Odzieranie z iluzji

publikacja 11.03.2015 06:00

Diakoni. To rodzaj przymiarki i jak to z przymiarkami bywa, trudno oczekiwać, że wszystko będzie pasowało.

Diakon Sebastian Makuch podczas Mszy św. na rozpoczęcie Roku Życia Konsekrowanego ks. Roman Tomaszczuk /Foto Gość Diakon Sebastian Makuch podczas Mszy św. na rozpoczęcie Roku Życia Konsekrowanego

Za tydzień rozpoczną wielkopostną praktykę w parafiach. Wejdą w nowe obowiązki, poznają nowych ludzi, ale także dadzą się poznać nowym wspólnotom i księżom. Tyle „nowości”, bo za nimi pierwsza część praktyki.

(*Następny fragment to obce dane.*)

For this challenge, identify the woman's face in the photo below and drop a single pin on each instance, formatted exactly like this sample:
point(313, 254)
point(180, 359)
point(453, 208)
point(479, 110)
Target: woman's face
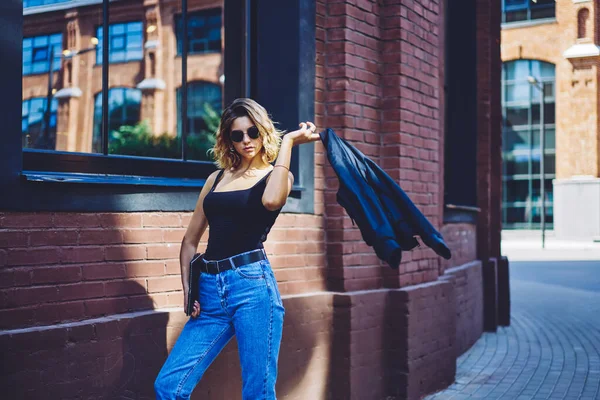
point(248, 148)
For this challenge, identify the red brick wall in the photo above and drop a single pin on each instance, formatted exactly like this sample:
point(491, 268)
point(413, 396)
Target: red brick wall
point(58, 267)
point(462, 241)
point(468, 294)
point(378, 87)
point(354, 328)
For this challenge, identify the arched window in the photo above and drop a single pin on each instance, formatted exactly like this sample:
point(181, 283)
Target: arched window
point(35, 134)
point(124, 106)
point(582, 20)
point(521, 142)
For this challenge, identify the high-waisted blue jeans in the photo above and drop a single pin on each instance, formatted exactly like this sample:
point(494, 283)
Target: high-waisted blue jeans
point(244, 301)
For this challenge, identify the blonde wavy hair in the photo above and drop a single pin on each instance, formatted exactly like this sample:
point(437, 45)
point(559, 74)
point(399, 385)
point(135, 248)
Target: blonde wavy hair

Dobrze, że jesteś! – zazwyczaj

O diakonach jest mowa już w Dziejach Apostolskich (Dz 6,1-6). Wybrali ich apostołowie, żeby zajęli się służbą charytatywną w jerozolimskiej gminie chrześcijańskiej. Wtedy było ich siedmiu. Cieszyli się „dobrą sławą” oraz byli „pełni Ducha i mądrości”. Apostołowie modlili się nad nimi i włożyli na nich ręce. Wkrótce zajęli się nie tylko pomocą biednym, ale także zaczęli pełnić funkcje liturgiczne: odczytywali Ewangelię, podawali intencje modlitw, rozdzielali Eucharystię i pomagali biskupowi przy chrzcie. Dzisiaj diakonat to pierwszy z trzech stopni sakramentu święceń (po nim jest prezbiterat i episkopat, czyli biskupstwo). Diakoni są święceni dla posługi, nie dla kapłaństwa. Ich zadaniem jest więc służba „w posłudze liturgii, słowa i miłości”. – Dlatego głównym naszym zajęciem na parafii podczas praktyk jest: prowadzenie nabożeństw, przewodniczenie pogrzebom, udzielanie chrztu św., pełnienie swoich funkcji podczas Mszy św., łącznie z głoszeniem homilii – wylicza dk. Sebastian Makuch, który praktykę odbył w katedrze.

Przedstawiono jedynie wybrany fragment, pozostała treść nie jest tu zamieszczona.